BG/DE/FR · 2018 · Laufzeit 96 Minuten · FSK 6 · Drama · Kinostart
Du
  • 8

    Ein altes Ehepaar in der Arktis: Zwischen dokumentarischer Nüchternheit und magischen (Erinnerungs-)Momenten positionierter Film von großer visueller Schönheit. [Frank Arnold]

    • 8

      Das ist faszinierendes, ganz wunderbar kunstvolles Kino [...].

      • 7

        „Nanouk“ erzählt mit wunderbaren Bildern und geradezu dokumentarisch von dem Leben eines alten Ehepaares, das inmitten der sibirischen Eiswüste lebt. Viele Worte verwendet das Drama nicht, braucht sie auch nicht. Nüchterne Alltagsszenen bringen uns im Wechsel mit melancholischen Momenten auch ohne sie eine fremde Welt näher, zwischen Verlust von Traditionen und Neuanfang.

        • 8

          Ága von Regisseur Milko Lazaro erzählt die Gesichte vom Eisfischer Nanook (Mikhail Aprosimov) und seiner Frau Sedna (Feodosia Ivanova), die irgendwo in den schneebedeckten Weiten Jakutiens ein Leben fernab des technologischen Fortschritts führen.

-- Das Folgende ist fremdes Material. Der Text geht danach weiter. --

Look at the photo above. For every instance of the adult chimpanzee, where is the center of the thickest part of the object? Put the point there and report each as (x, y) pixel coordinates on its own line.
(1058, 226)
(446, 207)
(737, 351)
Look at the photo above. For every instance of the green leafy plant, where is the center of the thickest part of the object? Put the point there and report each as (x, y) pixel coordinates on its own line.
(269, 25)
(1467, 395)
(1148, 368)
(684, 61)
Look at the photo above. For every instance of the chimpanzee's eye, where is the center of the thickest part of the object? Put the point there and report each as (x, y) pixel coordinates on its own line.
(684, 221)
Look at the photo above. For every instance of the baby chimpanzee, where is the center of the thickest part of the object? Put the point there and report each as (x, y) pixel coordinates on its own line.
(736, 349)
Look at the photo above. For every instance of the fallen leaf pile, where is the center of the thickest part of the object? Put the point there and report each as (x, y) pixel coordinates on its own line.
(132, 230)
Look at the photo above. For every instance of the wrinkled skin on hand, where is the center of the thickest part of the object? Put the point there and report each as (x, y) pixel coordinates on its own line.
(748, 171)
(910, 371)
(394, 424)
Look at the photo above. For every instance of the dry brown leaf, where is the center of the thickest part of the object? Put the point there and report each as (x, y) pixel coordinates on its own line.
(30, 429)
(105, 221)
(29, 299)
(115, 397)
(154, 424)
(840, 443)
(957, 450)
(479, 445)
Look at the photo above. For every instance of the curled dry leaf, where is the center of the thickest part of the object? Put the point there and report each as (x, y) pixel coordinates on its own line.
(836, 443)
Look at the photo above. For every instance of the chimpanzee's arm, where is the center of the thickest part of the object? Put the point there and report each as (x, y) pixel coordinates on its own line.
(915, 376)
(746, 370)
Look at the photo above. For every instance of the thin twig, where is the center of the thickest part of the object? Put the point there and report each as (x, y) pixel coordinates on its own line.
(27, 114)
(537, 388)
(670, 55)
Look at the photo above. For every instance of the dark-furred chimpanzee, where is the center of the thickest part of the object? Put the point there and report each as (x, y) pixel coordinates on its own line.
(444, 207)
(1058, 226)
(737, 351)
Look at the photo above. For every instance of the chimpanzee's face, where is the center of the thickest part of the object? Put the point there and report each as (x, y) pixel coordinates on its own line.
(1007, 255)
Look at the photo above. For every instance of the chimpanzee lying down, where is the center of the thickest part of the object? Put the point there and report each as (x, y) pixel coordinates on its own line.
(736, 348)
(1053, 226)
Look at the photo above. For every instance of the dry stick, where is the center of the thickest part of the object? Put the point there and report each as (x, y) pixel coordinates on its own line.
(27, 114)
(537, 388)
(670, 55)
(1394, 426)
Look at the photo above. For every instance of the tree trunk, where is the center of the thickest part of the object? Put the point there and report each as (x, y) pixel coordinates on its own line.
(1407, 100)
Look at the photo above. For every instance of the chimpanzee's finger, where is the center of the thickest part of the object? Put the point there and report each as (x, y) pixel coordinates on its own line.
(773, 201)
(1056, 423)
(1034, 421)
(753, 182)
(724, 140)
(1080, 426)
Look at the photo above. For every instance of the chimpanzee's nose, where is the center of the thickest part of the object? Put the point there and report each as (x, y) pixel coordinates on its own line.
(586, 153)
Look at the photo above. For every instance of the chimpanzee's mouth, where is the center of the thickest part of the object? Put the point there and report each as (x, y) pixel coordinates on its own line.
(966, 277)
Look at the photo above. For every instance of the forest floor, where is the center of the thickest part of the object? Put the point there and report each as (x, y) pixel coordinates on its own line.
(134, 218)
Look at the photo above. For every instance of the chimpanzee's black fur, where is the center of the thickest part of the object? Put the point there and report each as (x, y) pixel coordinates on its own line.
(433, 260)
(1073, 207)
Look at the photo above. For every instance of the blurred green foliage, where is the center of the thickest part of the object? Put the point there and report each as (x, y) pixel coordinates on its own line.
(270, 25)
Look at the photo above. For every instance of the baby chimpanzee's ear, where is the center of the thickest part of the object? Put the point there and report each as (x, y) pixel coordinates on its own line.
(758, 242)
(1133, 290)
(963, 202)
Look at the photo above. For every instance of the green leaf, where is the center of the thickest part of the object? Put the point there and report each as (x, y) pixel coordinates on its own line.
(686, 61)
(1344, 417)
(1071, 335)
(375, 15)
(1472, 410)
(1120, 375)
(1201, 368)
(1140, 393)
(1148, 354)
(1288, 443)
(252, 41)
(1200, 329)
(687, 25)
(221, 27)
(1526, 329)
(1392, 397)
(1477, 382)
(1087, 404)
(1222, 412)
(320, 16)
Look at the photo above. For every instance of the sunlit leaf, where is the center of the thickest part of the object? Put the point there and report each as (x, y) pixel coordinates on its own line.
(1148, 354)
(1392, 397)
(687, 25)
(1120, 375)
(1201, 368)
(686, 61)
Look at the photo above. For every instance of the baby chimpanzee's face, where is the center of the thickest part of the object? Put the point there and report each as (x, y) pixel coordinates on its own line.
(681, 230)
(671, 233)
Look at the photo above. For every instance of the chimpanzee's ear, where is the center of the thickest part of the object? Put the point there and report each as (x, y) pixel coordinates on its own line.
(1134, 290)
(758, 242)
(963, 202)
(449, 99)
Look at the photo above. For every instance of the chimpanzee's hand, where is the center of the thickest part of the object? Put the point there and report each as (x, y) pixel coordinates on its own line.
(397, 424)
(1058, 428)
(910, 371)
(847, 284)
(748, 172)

Ihre Kinder sind in die Stadt gezogen, das harte, einfache Leben in der Fellhütte der Eltern war nicht mehr vereinbar mit dem Anspruch von einem modernen Leben. Nanook, dem die mythenreiche Kultur näher ist, als der technische Fortschrittsgedanke, hat im Streit mit seiner Tochter Ága gebrochen, die sich gegen die Lebensweise ihrer Eltern entschieden hat und in einer Diamantenmine nahe der Stadt arbeitet. Ága ist ein naturalistisch, fast dokumentarisch inszeniertes Drama, das ohne viele Worte auskommt und die Emotionen eher über seine Bilder auf den Zuschauer überträgt. Die atemberaubenden Panoramaaufnahmen der endlos erscheinenden Schneewüste Jakutiens, in der die Sagen und Legenden noch bestand haben können, wo jedem Donnergrollen oder Tierkadaver noch als böses Omen gelesen werden kann, in der Aufklärung und technischer Fortschritt keinen Bestand haben, müssen im Kino gesehen werden, um die Größe dieses intimen Dramas begreifen zu können. Ága braucht wenig Worte, denn der zermürbende Kraftakt des Eisfischens, der gnadenlose Kampf gegen einen Schneesturm oder auch das zärtliche Beieinanderliegen der beiden Protagonisten sind Bilder, die keines größeren Kommentars bedürfen, sondern bereits ihre eigene Geschichte in sich tragen. [...]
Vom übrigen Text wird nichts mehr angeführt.